Ciekawe, że choć sam pomysł zamknięcia gazów prochowych w rękawie nie należał do konstruktora, to on jako pierwszy zastosował go do broni podwodnej, co, jak teraz widzimy, w dużej mierze zdeterminowało dalszy rozwój tej klasy na Zachodzie. Warto zauważyć, że pomimo zastosowania efektu kawitacji, skuteczny zasięg broni nie przekraczał 10 metrów, co można tłumaczyć dość dużym kalibrem tej broni – 9 mm. Pistolet ten służył tylko w Belgii, gdzie później został zastąpiony przez niemiecki P11.

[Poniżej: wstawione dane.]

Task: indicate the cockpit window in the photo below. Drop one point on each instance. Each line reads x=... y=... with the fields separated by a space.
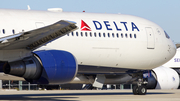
x=167 y=36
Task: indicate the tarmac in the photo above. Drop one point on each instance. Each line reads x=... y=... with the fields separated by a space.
x=90 y=95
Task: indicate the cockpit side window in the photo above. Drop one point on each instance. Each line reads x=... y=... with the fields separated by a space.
x=167 y=36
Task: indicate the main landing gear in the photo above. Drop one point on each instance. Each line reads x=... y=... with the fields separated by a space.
x=140 y=87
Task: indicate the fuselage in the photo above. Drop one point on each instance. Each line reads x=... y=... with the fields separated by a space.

Osobno należy wspomnieć o zastosowaniu rakiet zamiast wydłużonych pocisków. Zasadniczo pomysł ten został wdrożony w broni z długą lufą, ponieważ taki pocisk potrzebował czasu, aby nabrać prędkości, a użycie lufy pozwoliło to zrobić szybciej. Istniały jednak również opcje broni krótkolufowej. Na przykład rewolwer Stevens, o którym wiadomo tylko, że kaliber miał 9 milimetrów. Oprócz tego rewolweru można znaleźć wzmiankę o niemieckich pistoletach BUW i BUW-2, które również używały amunicji odrzutowej.
Główną wadą takiej broni było to, że pocisk potrzebował pewnej odległości, aby uzyskać wystarczającą prędkość do pokonania wroga, podczas gdy w środowisku wodnym skuteczny zasięg użycia był ograniczony. W efekcie prowadzi to do tego, że efektywne użycie broni mieści się w bardzo wąskim zakresie.
Wniosek
Ostatnio często pojawiały się informacje, że tu i ówdzie rusznikarze dokonali przełomu w dziedzinie podwodnej broni palnej, ale później okazuje się, że konstrukcja już istniejącej amunicji została po prostu powtórzona ze zmianami wystarczającymi, by nie płacić za korzystanie z cudzego patentu.
Najczęściej wszystko kręci się wokół pocisków o różnych kształtach, które są wpuszczone w rękaw na część swojej długości prawie do samego dna rękawa, co choć zmniejsza całkowitą długość amunicji, nie pozwala na umieszczenie takich pocisków w rękawie. chwyt pistoletowy. Ponadto taka decyzja to tylko kolejny kompromis, który najczęściej podejmowany jest w trosce o możliwość wykorzystania amunicji do strzelania podwodnego w broni konwencjonalnej przeznaczonej do strzelania z konwencjonalnych nabojów. Oznacza to, że warianty amunicji z dłuższymi pociskami sprawdzą się lepiej.
Wniosek nasuwa się sam w sobie, że opisane powyżej konstrukcje pozostaną w służbie bardzo długo i będą powtarzane w takiej czy innej formie w kółko, przynajmniej do czasu, gdy konstruktorzy wymyślą nowy sposób na „pokonanie” fizyki.